I don’t know if I’ll ever go back to Cuba. I would love to visit the Pastor’s family in the future, but I have no idea if the circumstances in my life will offer the opportunity. What I DO know is that the experience of traveling to Havana will stay with me forever. And as long as people will listen, I will share my stories and the memories from deep inside my heart.



6 Responses to “De Mi Corazón”

  1. Kevin Lawrence Says:


    Thank you for sharing your experiences. You are fortunate to have gotten to go – but the people you met are also very fortunate to have had you in their lives, if briefly. it does make you think about the blessings we have here – the day-to-day things we take for granted. Thank you for the reminder.

  2. Growing up as a child in the 80s and 90s, I remember how communist countries were often villainized in movies and throughout our American culture.
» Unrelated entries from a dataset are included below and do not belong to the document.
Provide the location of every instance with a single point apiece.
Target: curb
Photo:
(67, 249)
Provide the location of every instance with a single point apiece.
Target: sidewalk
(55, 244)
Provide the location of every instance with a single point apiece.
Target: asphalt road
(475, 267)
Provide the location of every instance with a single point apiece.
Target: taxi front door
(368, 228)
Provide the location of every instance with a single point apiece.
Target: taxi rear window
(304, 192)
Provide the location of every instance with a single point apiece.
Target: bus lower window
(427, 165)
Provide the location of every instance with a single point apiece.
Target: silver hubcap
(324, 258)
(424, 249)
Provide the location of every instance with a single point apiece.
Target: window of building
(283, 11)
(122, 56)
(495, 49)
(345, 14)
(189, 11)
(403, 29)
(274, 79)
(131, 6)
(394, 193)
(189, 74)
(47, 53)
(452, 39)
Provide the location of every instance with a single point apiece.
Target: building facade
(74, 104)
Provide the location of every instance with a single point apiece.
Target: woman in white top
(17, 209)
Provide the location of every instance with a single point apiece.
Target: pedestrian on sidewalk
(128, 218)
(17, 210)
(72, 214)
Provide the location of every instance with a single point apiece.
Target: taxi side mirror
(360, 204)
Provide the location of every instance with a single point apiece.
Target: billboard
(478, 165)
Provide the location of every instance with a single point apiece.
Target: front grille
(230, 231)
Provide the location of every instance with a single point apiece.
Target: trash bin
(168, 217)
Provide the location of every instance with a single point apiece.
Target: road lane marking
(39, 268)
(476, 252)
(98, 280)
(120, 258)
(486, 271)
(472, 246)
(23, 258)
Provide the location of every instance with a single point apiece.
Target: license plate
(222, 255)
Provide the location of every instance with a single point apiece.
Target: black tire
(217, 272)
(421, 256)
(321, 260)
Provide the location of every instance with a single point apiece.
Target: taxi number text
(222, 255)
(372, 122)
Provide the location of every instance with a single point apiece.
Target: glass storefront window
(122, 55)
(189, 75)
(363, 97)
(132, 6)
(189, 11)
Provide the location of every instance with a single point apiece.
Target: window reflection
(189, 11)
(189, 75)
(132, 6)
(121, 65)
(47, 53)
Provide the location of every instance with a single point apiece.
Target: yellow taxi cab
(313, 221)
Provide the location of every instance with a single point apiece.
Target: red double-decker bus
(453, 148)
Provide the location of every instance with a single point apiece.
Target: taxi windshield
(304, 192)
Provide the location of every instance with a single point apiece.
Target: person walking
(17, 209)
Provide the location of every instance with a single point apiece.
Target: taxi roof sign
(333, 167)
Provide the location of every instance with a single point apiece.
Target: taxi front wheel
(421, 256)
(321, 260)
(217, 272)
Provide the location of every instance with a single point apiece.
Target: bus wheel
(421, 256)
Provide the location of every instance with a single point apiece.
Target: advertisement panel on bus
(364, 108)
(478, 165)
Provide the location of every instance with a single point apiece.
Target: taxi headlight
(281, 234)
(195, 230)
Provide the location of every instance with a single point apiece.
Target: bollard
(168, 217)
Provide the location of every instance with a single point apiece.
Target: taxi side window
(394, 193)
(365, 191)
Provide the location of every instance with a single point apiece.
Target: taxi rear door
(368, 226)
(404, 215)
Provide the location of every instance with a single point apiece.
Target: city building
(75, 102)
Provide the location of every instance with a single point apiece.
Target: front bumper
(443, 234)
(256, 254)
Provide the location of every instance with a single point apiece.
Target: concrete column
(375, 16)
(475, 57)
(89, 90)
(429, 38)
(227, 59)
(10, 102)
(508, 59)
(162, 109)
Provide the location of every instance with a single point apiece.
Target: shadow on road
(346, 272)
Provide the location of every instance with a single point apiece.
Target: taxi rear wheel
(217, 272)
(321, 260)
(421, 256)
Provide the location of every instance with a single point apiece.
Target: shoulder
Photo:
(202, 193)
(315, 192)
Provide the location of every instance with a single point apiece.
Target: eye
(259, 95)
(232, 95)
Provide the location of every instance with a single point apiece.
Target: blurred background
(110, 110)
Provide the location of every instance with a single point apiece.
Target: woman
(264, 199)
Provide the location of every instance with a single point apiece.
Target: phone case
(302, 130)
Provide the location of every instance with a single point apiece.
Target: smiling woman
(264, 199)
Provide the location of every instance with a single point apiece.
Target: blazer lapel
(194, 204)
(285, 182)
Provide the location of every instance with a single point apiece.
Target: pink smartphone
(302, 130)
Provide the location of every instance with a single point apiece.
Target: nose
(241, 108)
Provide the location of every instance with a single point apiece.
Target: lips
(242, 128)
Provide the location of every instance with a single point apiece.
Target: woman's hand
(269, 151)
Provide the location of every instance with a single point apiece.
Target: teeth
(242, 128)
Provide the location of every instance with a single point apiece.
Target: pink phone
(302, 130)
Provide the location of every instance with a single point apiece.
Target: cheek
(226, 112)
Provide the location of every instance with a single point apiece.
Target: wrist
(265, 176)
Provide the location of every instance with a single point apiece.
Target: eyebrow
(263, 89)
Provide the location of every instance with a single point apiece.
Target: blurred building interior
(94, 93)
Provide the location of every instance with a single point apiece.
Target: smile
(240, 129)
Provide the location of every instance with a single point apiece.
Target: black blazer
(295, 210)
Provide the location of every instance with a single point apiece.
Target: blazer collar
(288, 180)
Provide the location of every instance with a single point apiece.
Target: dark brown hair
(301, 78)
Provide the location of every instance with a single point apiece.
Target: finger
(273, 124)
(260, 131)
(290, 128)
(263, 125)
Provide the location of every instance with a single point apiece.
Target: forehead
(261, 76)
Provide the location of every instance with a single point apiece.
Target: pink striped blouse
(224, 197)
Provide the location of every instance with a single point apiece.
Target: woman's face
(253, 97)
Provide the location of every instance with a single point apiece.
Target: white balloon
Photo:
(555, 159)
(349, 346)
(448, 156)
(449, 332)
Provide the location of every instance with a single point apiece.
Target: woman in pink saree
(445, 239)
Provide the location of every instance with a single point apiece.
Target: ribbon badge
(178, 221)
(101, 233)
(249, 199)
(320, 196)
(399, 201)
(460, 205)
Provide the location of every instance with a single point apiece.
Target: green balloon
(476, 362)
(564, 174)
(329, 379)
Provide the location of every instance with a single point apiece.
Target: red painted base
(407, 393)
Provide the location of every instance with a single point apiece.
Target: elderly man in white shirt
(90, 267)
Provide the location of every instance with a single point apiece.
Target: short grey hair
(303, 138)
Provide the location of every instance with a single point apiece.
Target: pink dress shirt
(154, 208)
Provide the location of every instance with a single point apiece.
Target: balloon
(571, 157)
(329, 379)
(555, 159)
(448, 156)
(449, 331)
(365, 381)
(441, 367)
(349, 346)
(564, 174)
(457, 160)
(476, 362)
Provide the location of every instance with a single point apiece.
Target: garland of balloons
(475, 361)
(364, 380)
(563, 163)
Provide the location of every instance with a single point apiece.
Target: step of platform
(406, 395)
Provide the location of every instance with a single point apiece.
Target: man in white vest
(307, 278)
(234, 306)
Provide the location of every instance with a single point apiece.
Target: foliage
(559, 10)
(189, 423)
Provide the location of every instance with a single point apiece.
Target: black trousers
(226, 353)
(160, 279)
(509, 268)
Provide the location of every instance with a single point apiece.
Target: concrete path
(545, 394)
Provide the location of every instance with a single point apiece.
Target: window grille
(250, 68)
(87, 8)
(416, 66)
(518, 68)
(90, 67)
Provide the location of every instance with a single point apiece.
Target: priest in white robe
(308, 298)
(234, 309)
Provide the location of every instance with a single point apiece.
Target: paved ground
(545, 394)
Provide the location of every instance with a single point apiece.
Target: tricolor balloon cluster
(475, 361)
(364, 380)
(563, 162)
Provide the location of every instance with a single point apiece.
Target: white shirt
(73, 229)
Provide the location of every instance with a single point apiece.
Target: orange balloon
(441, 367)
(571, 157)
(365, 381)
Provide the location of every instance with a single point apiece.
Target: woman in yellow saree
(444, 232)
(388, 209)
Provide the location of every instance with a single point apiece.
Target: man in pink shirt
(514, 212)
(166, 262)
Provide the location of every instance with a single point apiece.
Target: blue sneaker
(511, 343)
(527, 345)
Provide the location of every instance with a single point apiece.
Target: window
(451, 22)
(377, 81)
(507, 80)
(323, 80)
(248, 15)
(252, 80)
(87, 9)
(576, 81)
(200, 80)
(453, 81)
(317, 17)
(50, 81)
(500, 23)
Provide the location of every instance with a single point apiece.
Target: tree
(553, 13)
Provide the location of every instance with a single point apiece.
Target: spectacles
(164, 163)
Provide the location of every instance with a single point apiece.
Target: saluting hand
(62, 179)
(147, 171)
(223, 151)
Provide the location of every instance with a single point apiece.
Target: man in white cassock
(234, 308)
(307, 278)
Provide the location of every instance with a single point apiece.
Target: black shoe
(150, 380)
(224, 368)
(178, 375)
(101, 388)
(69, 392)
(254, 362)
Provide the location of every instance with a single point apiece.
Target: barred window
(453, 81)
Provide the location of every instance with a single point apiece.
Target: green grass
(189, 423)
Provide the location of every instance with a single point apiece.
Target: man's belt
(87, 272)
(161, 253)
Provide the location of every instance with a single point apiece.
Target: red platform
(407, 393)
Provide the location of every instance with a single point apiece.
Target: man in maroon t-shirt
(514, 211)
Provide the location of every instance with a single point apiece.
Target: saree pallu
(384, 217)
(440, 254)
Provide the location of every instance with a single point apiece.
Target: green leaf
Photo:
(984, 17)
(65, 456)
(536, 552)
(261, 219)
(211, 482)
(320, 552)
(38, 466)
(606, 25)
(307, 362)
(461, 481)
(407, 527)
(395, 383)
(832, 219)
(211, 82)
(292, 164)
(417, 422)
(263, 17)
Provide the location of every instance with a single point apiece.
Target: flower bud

Anytime Communism is reminisced within our American history, one can be reminded of the cold war struggle, the missile crisis and the bay of pigs, or what transpired with the Korean and Vietnam wars. But I think what is often lost in translation is the struggle of the people under those communist regimes. It is easy to label a country as villainous and complex, but without a doubt it is unfair to lump the people struggling under such tyranny.

    I enjoyed your blog post because you do a great job of humanizing the people you met and interacted with in Cuba. Your descriptive experience allows a reader to walk in your shoes and potentially gain a glimpse of the positive elements found within the human condition. Without question it is important for us to understand the complexities that the Cuban people endure under the strict oppression they experience, as well as the hope and optimism they carry through their belief in God and value they place within their communities and culture. That is uplifting and I certainly hope that in time they will be freed from the bondage of communist oppression and will someday enjoy the benefits of democracy and practice of faith without fear of consequence.

    I commend you and your church’s efforts for being willing to do missionary work there. That says a lot about your character and I am sure the invested love and compassion you bestowed toward the Cuban children and their families will have an everlasting impact in their faith and belief in humanity outside of those Cuban borders.

    • Thank you for sharing your perspective. I appreciate the kind words about my trip and this blog post. I feel as though I barely scratched the surface about the country, the people, the experience. But I’m glad I was able to share enough that you could see and hear a little through my eyes. Sincerely, Amy

      • John Sivec Says:

        Hi Amy,you are such a joy to listen to,I can’t wait to get in my car in the morning just to hear your show! Thank you for getting personal about your experience in Cuba,you are such a Soldier of God and a lot of people can and should learn from you,God Bless You Amy!

    • I grew up in ground zero of the Cuban exiles in Miami, FL. Those who condemn Communism usually know the difference between government and those who live under it. And those in the media and elsewhere currently praising Fidel deserve to be separated from among the living. I know what Fidel did to Cubans.

  3. Jim Dykstra Says:

    What you also know is that you touched the hearts of the people you met. You were His witness in Cuba, just as you are a witness in the world of sports reporting. When I listen to you on my way to work each morning “I thank God for you”. Continued blessings on you!